I laughed hollowly.
Bobby disentangled his hand from Mrs. Blocken, and she paraded us to the backyard.
Even though the sponged and dry-brushed walls of the Blocken home grated on my nerves, I preferred the cool relief of the Blocken’s central air to the sweltering backyard. Bobby didn’t appear too thrilled, either.
The lawn was expertly maintained. The grass, if measured, would prove to be exactly one inch high, and the flowers and plants were the attractive, if unimaginative, sort found outside of banks and office buildings. Every exposed patch of dirt was buried in a mound of pungent black mulch.

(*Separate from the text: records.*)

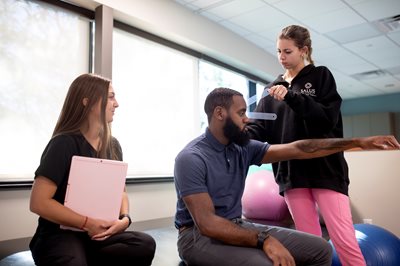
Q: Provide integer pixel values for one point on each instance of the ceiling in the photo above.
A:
(358, 40)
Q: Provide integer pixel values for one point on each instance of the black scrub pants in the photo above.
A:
(69, 248)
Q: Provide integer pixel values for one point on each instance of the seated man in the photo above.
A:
(210, 176)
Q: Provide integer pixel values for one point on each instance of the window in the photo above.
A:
(156, 88)
(42, 49)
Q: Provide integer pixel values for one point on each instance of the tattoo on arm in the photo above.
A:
(314, 145)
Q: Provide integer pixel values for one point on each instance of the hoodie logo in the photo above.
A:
(307, 90)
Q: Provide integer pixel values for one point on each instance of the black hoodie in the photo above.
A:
(311, 109)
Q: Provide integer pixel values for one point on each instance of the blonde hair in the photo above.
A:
(74, 114)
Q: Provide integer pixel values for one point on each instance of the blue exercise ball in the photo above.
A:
(378, 246)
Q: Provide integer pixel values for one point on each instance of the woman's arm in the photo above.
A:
(313, 148)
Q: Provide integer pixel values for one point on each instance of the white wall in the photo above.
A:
(374, 187)
(375, 180)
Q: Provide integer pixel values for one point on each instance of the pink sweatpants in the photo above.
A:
(335, 210)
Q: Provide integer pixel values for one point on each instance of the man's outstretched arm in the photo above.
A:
(313, 148)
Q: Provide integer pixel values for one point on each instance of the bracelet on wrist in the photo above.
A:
(122, 216)
(84, 223)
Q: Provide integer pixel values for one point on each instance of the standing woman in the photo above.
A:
(83, 129)
(307, 105)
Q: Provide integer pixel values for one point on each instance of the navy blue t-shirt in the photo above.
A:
(206, 165)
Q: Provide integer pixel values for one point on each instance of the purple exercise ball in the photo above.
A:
(261, 199)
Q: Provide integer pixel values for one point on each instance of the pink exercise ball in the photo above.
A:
(261, 199)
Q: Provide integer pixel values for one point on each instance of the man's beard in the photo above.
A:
(235, 134)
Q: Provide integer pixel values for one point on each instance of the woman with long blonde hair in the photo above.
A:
(83, 129)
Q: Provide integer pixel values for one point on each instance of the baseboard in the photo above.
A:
(12, 246)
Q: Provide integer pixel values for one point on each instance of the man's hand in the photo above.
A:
(279, 255)
(379, 142)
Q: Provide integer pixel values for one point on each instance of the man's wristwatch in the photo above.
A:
(261, 237)
(122, 216)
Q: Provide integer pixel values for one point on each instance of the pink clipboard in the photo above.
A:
(95, 188)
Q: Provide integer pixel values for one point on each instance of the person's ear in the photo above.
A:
(85, 101)
(219, 113)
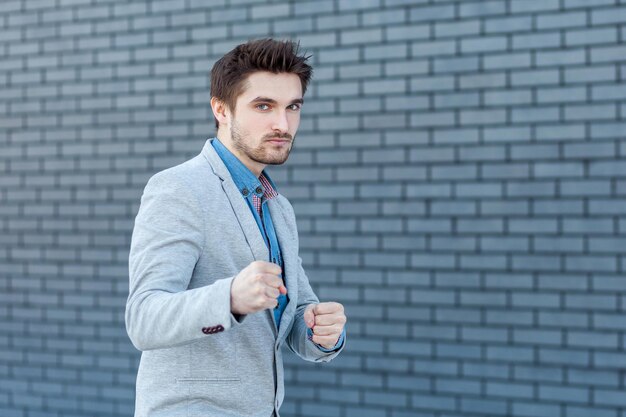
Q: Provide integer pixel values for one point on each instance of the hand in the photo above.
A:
(326, 320)
(256, 288)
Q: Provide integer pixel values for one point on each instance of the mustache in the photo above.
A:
(279, 136)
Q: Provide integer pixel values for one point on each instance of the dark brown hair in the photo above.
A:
(229, 74)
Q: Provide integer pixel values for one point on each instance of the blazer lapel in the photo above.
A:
(240, 207)
(289, 252)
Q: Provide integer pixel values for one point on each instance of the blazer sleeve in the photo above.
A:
(167, 241)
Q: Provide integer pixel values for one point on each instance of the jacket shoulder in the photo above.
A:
(195, 174)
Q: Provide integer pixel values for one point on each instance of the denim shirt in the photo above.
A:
(249, 185)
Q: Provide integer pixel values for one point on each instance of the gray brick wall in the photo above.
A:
(459, 181)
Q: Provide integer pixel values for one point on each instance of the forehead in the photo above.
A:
(282, 87)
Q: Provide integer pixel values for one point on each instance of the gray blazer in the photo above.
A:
(193, 233)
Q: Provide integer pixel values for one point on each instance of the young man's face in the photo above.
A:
(266, 117)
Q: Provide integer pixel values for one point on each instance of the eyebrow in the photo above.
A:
(272, 101)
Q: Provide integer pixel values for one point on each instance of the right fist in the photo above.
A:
(256, 288)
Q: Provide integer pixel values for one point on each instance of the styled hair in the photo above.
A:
(230, 72)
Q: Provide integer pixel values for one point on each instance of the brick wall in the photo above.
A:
(459, 181)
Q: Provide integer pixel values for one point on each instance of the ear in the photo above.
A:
(220, 111)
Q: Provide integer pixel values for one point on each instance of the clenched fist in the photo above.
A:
(326, 320)
(256, 288)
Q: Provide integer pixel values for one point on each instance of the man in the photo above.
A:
(216, 283)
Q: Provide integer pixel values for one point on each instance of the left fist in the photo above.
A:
(326, 320)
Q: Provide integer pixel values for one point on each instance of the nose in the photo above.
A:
(280, 122)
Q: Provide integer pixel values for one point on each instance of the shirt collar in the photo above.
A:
(244, 179)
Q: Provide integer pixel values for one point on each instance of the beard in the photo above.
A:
(265, 152)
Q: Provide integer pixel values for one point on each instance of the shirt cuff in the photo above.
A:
(337, 346)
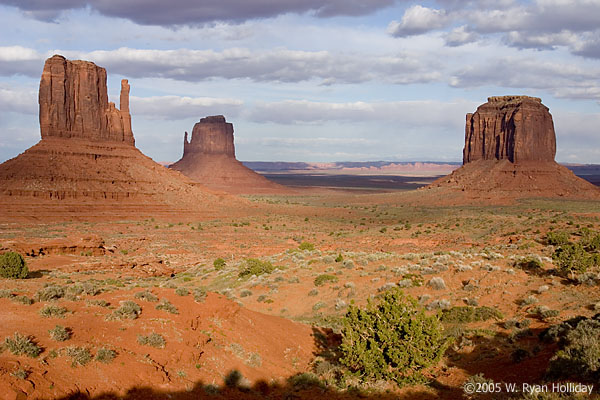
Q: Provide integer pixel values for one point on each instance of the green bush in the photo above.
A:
(466, 314)
(60, 333)
(306, 246)
(154, 340)
(256, 267)
(574, 258)
(22, 345)
(579, 355)
(79, 355)
(392, 340)
(12, 265)
(558, 238)
(166, 305)
(128, 310)
(325, 278)
(219, 264)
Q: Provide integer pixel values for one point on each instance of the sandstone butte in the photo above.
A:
(509, 152)
(209, 158)
(86, 163)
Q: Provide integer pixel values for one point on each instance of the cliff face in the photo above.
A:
(513, 128)
(209, 158)
(74, 103)
(212, 135)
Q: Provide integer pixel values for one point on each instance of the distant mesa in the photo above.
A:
(209, 158)
(86, 161)
(509, 151)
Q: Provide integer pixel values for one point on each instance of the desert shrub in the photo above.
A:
(530, 263)
(12, 265)
(128, 310)
(22, 345)
(99, 303)
(48, 293)
(60, 333)
(579, 354)
(79, 355)
(325, 278)
(557, 238)
(199, 295)
(154, 340)
(466, 314)
(22, 300)
(105, 355)
(306, 246)
(146, 295)
(572, 258)
(52, 311)
(392, 340)
(437, 283)
(256, 267)
(166, 305)
(219, 264)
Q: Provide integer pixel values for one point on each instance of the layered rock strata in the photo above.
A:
(509, 152)
(209, 158)
(513, 128)
(74, 103)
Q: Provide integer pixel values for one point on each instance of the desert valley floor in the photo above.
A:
(217, 330)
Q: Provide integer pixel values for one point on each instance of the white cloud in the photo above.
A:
(460, 36)
(417, 20)
(20, 100)
(176, 107)
(403, 113)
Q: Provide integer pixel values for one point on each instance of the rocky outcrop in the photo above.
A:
(513, 128)
(74, 103)
(509, 153)
(86, 166)
(209, 158)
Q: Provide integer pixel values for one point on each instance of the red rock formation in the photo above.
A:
(509, 153)
(74, 103)
(514, 128)
(209, 158)
(86, 164)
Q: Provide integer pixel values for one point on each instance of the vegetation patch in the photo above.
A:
(254, 266)
(128, 310)
(166, 305)
(13, 266)
(466, 314)
(154, 340)
(392, 340)
(325, 278)
(20, 344)
(52, 311)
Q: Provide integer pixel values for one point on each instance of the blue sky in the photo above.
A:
(313, 80)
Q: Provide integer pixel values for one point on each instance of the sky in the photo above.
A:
(313, 80)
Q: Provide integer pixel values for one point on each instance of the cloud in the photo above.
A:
(276, 65)
(175, 107)
(19, 100)
(460, 36)
(417, 20)
(403, 113)
(193, 12)
(560, 78)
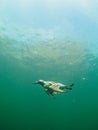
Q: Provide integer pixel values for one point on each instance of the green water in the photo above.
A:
(24, 106)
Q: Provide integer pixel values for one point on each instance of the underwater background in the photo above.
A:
(51, 40)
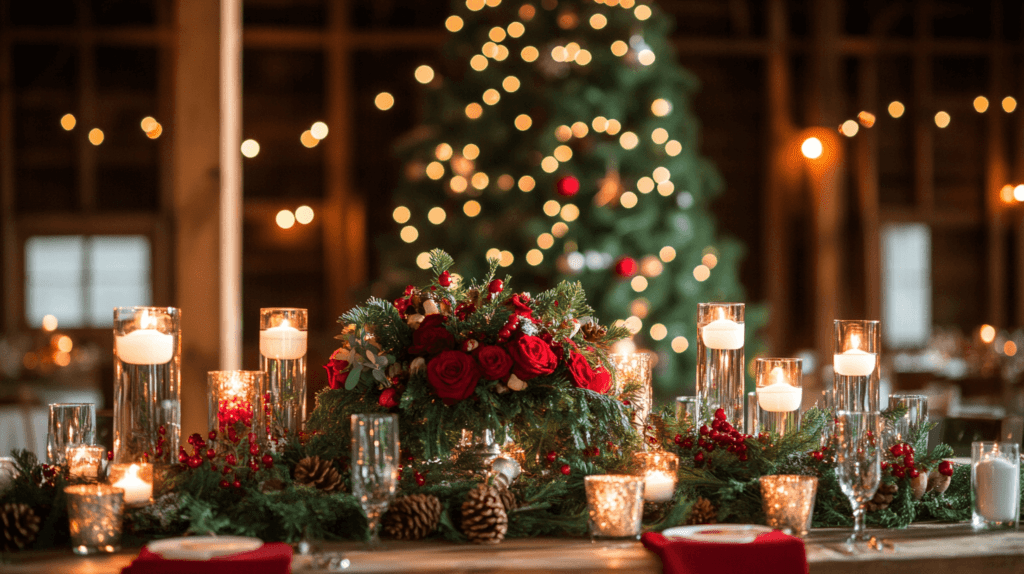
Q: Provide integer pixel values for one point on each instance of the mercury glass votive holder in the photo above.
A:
(94, 513)
(615, 505)
(85, 461)
(788, 501)
(658, 469)
(633, 378)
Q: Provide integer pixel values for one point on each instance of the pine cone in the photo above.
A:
(483, 518)
(412, 518)
(883, 497)
(593, 332)
(702, 513)
(19, 526)
(318, 474)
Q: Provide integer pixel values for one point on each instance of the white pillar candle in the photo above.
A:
(723, 334)
(854, 362)
(997, 489)
(144, 346)
(283, 342)
(778, 395)
(137, 491)
(658, 486)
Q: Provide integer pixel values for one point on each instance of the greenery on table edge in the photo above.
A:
(270, 505)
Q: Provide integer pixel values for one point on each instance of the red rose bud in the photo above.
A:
(946, 469)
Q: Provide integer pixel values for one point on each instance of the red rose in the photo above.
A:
(495, 362)
(531, 357)
(431, 337)
(585, 377)
(454, 376)
(337, 371)
(389, 397)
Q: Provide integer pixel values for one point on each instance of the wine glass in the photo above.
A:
(375, 466)
(858, 459)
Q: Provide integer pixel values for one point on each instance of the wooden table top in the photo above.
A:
(924, 548)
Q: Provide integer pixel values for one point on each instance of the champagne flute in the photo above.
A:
(375, 466)
(858, 461)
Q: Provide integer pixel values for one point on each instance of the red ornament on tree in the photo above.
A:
(626, 267)
(567, 185)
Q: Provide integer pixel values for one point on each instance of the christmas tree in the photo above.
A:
(558, 138)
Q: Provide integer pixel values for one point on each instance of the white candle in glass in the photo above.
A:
(854, 361)
(658, 486)
(136, 490)
(997, 489)
(723, 334)
(778, 395)
(144, 345)
(283, 342)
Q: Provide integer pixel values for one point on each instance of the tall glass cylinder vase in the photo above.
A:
(779, 395)
(720, 360)
(146, 384)
(283, 338)
(236, 406)
(633, 377)
(855, 361)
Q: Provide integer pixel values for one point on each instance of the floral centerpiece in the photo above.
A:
(461, 354)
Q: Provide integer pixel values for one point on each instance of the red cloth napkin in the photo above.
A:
(772, 553)
(272, 558)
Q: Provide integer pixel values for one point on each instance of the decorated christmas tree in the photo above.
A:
(558, 137)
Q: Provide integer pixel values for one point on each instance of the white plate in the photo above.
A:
(203, 547)
(735, 533)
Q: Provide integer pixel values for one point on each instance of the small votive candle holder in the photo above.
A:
(94, 513)
(615, 505)
(85, 461)
(658, 469)
(135, 479)
(788, 501)
(995, 500)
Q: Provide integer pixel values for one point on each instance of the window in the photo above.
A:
(81, 278)
(906, 284)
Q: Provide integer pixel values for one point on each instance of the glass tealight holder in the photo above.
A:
(135, 480)
(788, 501)
(686, 411)
(615, 506)
(633, 378)
(236, 405)
(69, 425)
(720, 360)
(779, 395)
(283, 342)
(146, 384)
(995, 485)
(658, 469)
(855, 362)
(94, 514)
(85, 461)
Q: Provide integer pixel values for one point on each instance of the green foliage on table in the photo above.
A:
(608, 228)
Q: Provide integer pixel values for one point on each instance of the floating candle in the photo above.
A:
(779, 395)
(283, 342)
(723, 334)
(996, 489)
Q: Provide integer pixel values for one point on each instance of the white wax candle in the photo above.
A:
(283, 342)
(854, 362)
(779, 396)
(997, 489)
(136, 489)
(723, 334)
(144, 346)
(658, 486)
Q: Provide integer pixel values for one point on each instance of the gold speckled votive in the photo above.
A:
(94, 513)
(788, 501)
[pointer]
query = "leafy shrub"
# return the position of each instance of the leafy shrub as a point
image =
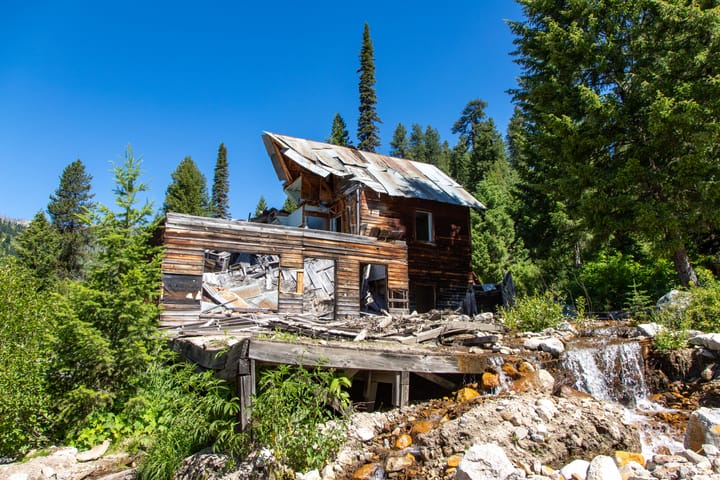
(535, 312)
(703, 313)
(611, 277)
(26, 324)
(176, 412)
(291, 415)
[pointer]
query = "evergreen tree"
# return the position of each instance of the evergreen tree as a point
(261, 206)
(399, 144)
(39, 249)
(289, 205)
(120, 296)
(368, 131)
(9, 230)
(479, 138)
(339, 134)
(624, 116)
(188, 191)
(416, 144)
(66, 208)
(221, 185)
(432, 147)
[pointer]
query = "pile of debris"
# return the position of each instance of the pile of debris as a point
(448, 328)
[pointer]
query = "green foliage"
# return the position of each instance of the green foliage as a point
(119, 297)
(67, 209)
(399, 144)
(221, 186)
(291, 415)
(261, 206)
(479, 144)
(339, 134)
(289, 205)
(26, 325)
(611, 278)
(38, 248)
(9, 230)
(622, 113)
(182, 411)
(187, 193)
(703, 313)
(534, 313)
(368, 133)
(81, 367)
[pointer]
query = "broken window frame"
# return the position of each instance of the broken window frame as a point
(424, 230)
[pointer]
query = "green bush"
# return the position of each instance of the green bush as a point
(611, 278)
(534, 313)
(703, 313)
(26, 325)
(291, 415)
(175, 412)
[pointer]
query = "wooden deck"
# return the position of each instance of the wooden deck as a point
(237, 358)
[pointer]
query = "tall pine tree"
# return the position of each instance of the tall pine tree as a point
(623, 105)
(339, 134)
(67, 207)
(187, 193)
(399, 144)
(479, 139)
(39, 248)
(368, 132)
(221, 185)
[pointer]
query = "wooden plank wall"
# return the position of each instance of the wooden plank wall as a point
(444, 262)
(186, 239)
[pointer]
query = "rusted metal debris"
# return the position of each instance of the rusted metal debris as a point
(444, 327)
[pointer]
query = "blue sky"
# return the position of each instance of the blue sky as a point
(85, 79)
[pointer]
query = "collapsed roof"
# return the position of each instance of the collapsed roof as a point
(391, 176)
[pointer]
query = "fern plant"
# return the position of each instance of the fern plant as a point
(293, 416)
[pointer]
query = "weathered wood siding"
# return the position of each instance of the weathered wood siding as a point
(445, 261)
(186, 239)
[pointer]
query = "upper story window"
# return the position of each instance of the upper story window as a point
(423, 226)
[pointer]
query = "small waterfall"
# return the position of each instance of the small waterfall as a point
(610, 371)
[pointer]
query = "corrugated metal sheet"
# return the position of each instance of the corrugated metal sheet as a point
(395, 177)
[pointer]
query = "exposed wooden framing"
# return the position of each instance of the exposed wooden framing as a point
(187, 238)
(341, 357)
(437, 379)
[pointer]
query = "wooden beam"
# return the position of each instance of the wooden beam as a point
(437, 379)
(337, 356)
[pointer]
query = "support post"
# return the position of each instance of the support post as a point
(401, 389)
(245, 387)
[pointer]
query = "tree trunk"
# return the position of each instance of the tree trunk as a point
(683, 267)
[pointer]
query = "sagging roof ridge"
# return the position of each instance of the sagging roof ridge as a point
(185, 221)
(396, 177)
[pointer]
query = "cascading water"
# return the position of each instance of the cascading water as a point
(612, 371)
(615, 372)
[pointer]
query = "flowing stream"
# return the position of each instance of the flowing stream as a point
(614, 371)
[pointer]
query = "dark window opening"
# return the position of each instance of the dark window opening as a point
(373, 288)
(423, 226)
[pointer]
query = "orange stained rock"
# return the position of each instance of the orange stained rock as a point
(623, 458)
(466, 394)
(511, 371)
(524, 383)
(366, 472)
(490, 380)
(526, 367)
(422, 426)
(403, 441)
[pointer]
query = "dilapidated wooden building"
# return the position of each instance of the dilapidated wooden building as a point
(371, 233)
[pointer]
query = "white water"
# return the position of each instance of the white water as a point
(612, 372)
(615, 372)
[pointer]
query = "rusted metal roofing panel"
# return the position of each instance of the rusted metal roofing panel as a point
(395, 177)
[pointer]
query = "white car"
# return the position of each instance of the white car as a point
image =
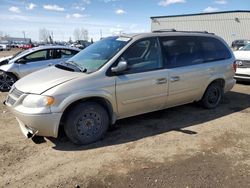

Two umbrella tables sat on the generous patio. A gorgeous woman and a burly, thirty-something man sat at one of the tables. A sullen-looking teenager slouched alone at the other, slumped on a patio chair with her arms folded in a defiant, piss-off pose. She wore baggy boys shorts and a T-shirt that read, You’re not the brightest crayon in the box, are you? She had her improbably yellow hair cropped close to her head.
With a start, I realized the teen was Olivia’s fifteen-year-old sister, Olga. I only recognized her because, despite the hair and the shirt, she was the identical version of Olivia’s teenaged self. I looked at her and at Olivia and back again. They had the same smooth forehead, straight nose, and wide mouth. For some reason, I found seeing Olga sitting at that table looking like she was ready to bolt more jarring to me than seeing Olivia earlier in the driveway. The last time I saw Olga she was eight or nine. That is how much time had passed between then and now, between seeing Olivia and her family every day to not at all.
Olivia introduced the stunning woman, model-thin with a thick mane of curly black hair, as Bree Butler, Olivia’s former college roommate and maid of honor. I guessed she was of Mediterranean descent, maybe Greek, although her last name suggested nothing of the kind.